Why People (Don’t) Adopt Cryptocurrencies

Over the last years, crypto-assets have gained significant interest from private investors, academia, and industry. While the user population and their motivations, perceptions, and behaviors have been studied, non-adopters and factors influencing their decision have been left unexplored.

In a collaboration with researchers from the University of Innsbruck, Artemij Voskobojnikov, PhD candidate in my research group, has led a study that sheds light on the effects of trust, perceived self-efficacy, and risk on the adoption intention of non-users. We proposed and empirically test a theoretical model that explains the adoption intention of crypto-assets among those, who decided against using them.

The validity of the model is assessed in a structural equation model analysis of 204 non-users. Results revealed that trust is a critical factor affecting adoption intention, with perceived self-efficacy having a mediating effect.
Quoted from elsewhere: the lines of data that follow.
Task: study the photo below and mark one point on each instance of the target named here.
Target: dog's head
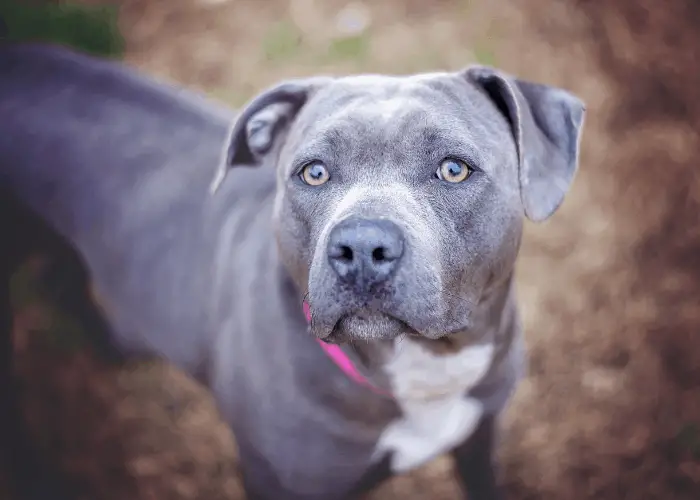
(400, 199)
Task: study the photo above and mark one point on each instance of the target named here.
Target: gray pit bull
(389, 208)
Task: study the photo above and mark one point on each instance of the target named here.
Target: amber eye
(454, 171)
(315, 174)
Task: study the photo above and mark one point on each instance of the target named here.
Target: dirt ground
(610, 287)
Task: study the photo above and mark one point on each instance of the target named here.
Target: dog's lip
(403, 324)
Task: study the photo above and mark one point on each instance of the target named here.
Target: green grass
(91, 29)
(282, 42)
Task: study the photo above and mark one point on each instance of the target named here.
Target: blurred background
(610, 287)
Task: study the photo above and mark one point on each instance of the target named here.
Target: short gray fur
(198, 258)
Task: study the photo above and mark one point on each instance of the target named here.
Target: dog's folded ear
(263, 123)
(546, 123)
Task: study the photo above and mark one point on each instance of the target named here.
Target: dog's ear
(546, 123)
(263, 123)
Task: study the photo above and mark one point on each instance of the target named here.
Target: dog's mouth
(368, 325)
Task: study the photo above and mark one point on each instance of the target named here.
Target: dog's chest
(431, 391)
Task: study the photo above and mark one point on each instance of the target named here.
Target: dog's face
(400, 199)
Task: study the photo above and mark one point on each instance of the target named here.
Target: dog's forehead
(411, 115)
(381, 96)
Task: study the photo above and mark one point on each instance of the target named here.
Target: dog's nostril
(379, 254)
(346, 253)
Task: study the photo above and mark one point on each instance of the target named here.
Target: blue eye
(454, 171)
(314, 174)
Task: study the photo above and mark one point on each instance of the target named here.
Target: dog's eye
(454, 171)
(315, 173)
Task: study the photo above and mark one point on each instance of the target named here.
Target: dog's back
(119, 165)
(69, 121)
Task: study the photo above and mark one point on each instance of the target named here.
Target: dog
(335, 261)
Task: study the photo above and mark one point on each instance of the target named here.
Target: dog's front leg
(475, 463)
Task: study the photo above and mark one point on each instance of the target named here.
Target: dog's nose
(365, 252)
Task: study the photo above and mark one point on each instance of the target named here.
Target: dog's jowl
(350, 300)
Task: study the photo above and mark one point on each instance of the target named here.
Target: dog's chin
(368, 326)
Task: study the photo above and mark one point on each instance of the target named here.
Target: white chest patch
(431, 391)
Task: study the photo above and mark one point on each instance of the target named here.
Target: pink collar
(342, 360)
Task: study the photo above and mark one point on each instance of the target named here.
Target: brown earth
(610, 287)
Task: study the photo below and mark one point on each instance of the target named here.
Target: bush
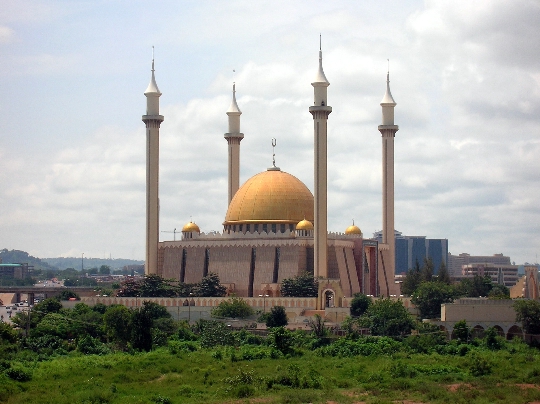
(19, 374)
(277, 317)
(233, 308)
(92, 346)
(479, 365)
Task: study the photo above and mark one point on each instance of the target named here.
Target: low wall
(479, 309)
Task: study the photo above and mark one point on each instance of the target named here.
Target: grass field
(235, 375)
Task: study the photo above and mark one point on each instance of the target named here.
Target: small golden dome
(191, 227)
(353, 230)
(304, 225)
(272, 196)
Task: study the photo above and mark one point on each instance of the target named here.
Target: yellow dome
(191, 227)
(304, 225)
(272, 196)
(353, 230)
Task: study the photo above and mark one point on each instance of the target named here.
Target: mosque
(275, 228)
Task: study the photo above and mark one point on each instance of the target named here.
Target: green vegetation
(233, 308)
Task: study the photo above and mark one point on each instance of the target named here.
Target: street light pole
(264, 301)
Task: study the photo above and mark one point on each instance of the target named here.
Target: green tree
(412, 280)
(461, 331)
(443, 276)
(141, 329)
(233, 308)
(303, 285)
(277, 317)
(387, 317)
(155, 286)
(429, 296)
(68, 294)
(210, 286)
(528, 314)
(117, 324)
(156, 311)
(359, 304)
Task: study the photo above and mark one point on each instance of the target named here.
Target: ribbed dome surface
(272, 196)
(191, 227)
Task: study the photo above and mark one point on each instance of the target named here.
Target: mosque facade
(275, 228)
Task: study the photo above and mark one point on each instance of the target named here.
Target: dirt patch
(454, 387)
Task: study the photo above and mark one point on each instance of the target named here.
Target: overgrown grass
(249, 373)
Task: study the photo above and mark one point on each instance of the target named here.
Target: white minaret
(320, 111)
(388, 131)
(233, 139)
(153, 120)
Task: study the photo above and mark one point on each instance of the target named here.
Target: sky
(465, 76)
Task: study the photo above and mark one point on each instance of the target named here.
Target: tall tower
(153, 120)
(320, 111)
(388, 131)
(233, 139)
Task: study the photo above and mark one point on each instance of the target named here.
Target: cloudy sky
(465, 76)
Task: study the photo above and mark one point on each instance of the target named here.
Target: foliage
(277, 317)
(461, 331)
(213, 333)
(7, 333)
(210, 286)
(141, 329)
(429, 296)
(233, 308)
(282, 340)
(364, 346)
(387, 318)
(359, 304)
(117, 324)
(68, 294)
(303, 285)
(528, 314)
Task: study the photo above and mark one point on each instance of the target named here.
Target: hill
(17, 256)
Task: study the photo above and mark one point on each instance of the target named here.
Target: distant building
(410, 249)
(456, 262)
(502, 274)
(17, 271)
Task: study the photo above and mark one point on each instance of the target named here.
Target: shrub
(19, 374)
(479, 365)
(233, 308)
(92, 346)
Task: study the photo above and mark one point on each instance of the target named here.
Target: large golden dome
(272, 196)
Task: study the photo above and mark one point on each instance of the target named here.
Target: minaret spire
(153, 120)
(387, 248)
(234, 137)
(320, 111)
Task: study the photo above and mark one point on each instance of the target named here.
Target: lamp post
(264, 301)
(189, 307)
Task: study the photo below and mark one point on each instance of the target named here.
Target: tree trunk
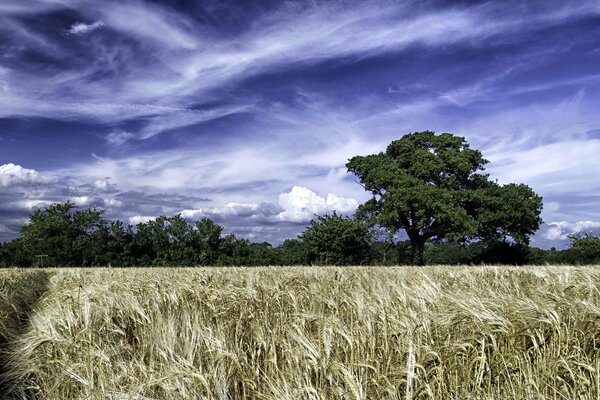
(417, 250)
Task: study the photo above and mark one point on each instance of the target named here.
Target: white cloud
(80, 28)
(13, 174)
(140, 219)
(301, 204)
(81, 201)
(104, 185)
(560, 230)
(117, 138)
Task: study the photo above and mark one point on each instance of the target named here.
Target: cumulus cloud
(301, 205)
(104, 185)
(80, 28)
(560, 230)
(140, 219)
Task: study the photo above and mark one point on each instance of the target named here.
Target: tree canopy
(433, 187)
(335, 240)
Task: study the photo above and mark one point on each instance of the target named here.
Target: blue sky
(246, 112)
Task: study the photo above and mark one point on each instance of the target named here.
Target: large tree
(433, 187)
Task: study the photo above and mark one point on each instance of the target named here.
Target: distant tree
(292, 252)
(585, 248)
(63, 233)
(432, 187)
(336, 240)
(209, 241)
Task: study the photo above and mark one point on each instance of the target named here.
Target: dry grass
(314, 333)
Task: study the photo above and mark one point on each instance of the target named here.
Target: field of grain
(302, 333)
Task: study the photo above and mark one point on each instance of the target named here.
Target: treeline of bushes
(61, 235)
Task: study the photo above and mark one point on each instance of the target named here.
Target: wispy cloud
(182, 104)
(80, 28)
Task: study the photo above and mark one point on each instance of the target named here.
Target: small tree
(336, 240)
(64, 234)
(585, 248)
(432, 187)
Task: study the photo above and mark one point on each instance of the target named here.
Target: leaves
(432, 186)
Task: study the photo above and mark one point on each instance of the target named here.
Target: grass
(311, 333)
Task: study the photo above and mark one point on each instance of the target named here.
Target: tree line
(69, 237)
(431, 187)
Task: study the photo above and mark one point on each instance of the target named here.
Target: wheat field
(302, 333)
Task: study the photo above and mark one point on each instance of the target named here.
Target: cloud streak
(241, 102)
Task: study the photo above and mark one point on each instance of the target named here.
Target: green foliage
(336, 240)
(65, 235)
(432, 187)
(585, 248)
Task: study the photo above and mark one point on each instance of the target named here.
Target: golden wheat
(313, 333)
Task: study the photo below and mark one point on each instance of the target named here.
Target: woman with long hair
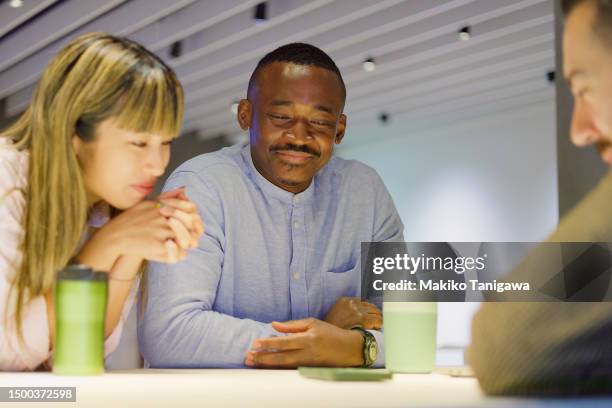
(75, 171)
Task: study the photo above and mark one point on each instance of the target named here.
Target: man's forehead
(282, 81)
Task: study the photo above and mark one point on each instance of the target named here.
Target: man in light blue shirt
(276, 279)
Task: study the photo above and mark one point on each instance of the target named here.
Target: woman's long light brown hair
(95, 77)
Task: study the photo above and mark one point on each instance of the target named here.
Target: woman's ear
(77, 145)
(245, 114)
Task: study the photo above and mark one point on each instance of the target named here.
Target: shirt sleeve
(179, 327)
(549, 348)
(388, 227)
(28, 352)
(112, 341)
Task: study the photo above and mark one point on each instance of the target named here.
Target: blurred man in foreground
(562, 348)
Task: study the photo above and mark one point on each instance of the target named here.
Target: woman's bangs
(152, 104)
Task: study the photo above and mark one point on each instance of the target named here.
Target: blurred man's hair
(603, 19)
(299, 54)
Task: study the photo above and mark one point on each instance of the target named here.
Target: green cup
(80, 312)
(410, 336)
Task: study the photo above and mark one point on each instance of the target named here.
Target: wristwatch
(370, 347)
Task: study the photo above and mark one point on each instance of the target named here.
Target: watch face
(373, 352)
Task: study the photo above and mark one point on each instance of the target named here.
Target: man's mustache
(295, 148)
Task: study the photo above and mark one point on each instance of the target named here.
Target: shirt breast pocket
(340, 283)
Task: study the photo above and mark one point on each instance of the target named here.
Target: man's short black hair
(299, 54)
(603, 20)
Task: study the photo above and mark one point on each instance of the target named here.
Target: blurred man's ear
(245, 114)
(341, 128)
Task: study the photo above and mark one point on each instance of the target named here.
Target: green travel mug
(80, 312)
(410, 336)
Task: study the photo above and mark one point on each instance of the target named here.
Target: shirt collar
(270, 189)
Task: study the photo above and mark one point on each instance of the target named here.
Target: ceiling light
(369, 65)
(261, 12)
(176, 49)
(384, 118)
(465, 33)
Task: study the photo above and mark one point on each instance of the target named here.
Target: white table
(269, 388)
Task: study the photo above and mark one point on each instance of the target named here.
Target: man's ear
(341, 129)
(245, 114)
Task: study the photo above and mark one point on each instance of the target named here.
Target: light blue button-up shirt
(266, 255)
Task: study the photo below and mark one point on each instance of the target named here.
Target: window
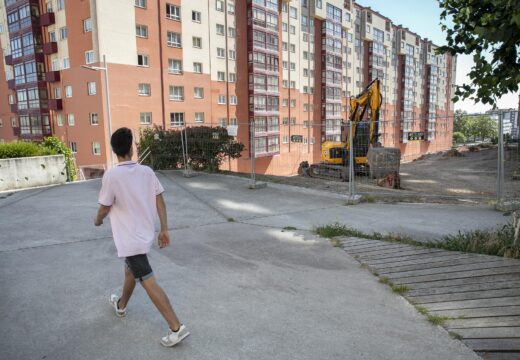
(174, 66)
(91, 88)
(199, 117)
(63, 33)
(198, 93)
(174, 39)
(87, 25)
(293, 12)
(176, 119)
(195, 16)
(144, 90)
(96, 148)
(145, 118)
(141, 31)
(173, 12)
(177, 93)
(142, 60)
(140, 3)
(94, 119)
(89, 57)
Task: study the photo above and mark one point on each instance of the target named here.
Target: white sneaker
(173, 338)
(114, 299)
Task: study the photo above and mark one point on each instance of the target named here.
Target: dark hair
(121, 141)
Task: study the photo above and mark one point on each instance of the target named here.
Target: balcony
(52, 76)
(55, 104)
(47, 19)
(50, 48)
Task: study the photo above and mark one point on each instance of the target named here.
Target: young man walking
(131, 195)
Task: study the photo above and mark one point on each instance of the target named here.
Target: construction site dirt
(467, 175)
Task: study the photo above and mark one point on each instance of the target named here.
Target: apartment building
(289, 66)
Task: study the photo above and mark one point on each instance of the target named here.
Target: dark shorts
(139, 266)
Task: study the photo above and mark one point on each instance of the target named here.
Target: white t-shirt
(130, 189)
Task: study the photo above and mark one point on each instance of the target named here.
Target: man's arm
(102, 213)
(164, 237)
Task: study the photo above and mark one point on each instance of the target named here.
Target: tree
(482, 27)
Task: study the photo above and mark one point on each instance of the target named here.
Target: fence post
(500, 162)
(253, 184)
(352, 197)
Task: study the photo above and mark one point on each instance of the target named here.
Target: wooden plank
(421, 257)
(459, 275)
(493, 344)
(499, 321)
(480, 312)
(399, 255)
(489, 333)
(422, 261)
(437, 264)
(453, 269)
(470, 295)
(499, 355)
(464, 281)
(496, 285)
(472, 304)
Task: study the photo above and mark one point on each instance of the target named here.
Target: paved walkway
(246, 288)
(479, 295)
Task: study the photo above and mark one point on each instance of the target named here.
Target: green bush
(50, 146)
(54, 144)
(207, 148)
(18, 149)
(459, 138)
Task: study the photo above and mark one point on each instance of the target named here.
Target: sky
(423, 17)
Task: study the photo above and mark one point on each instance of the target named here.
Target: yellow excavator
(369, 156)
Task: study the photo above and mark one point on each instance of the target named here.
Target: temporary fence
(413, 158)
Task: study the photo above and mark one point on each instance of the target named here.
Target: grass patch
(400, 289)
(289, 228)
(384, 280)
(497, 242)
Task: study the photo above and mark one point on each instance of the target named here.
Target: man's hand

Building on the results, practical recommendations are offered that could lower the entry barriers and facilitate the adoption of crypto-assets. See a short presentation of the paper at the conference.

You can find more information in the paper:

Voskobojnikov, A., Abramova, S., Beznosov, K., and Böhme, R. “Non-Adoption of Crypto-Assets: Exploring the Role of Trust, Self-Efficacy, and Risk” In Proceedings of the Twenty-Ninth European Conference on Information Systems (ECIS). (virtual), 2021.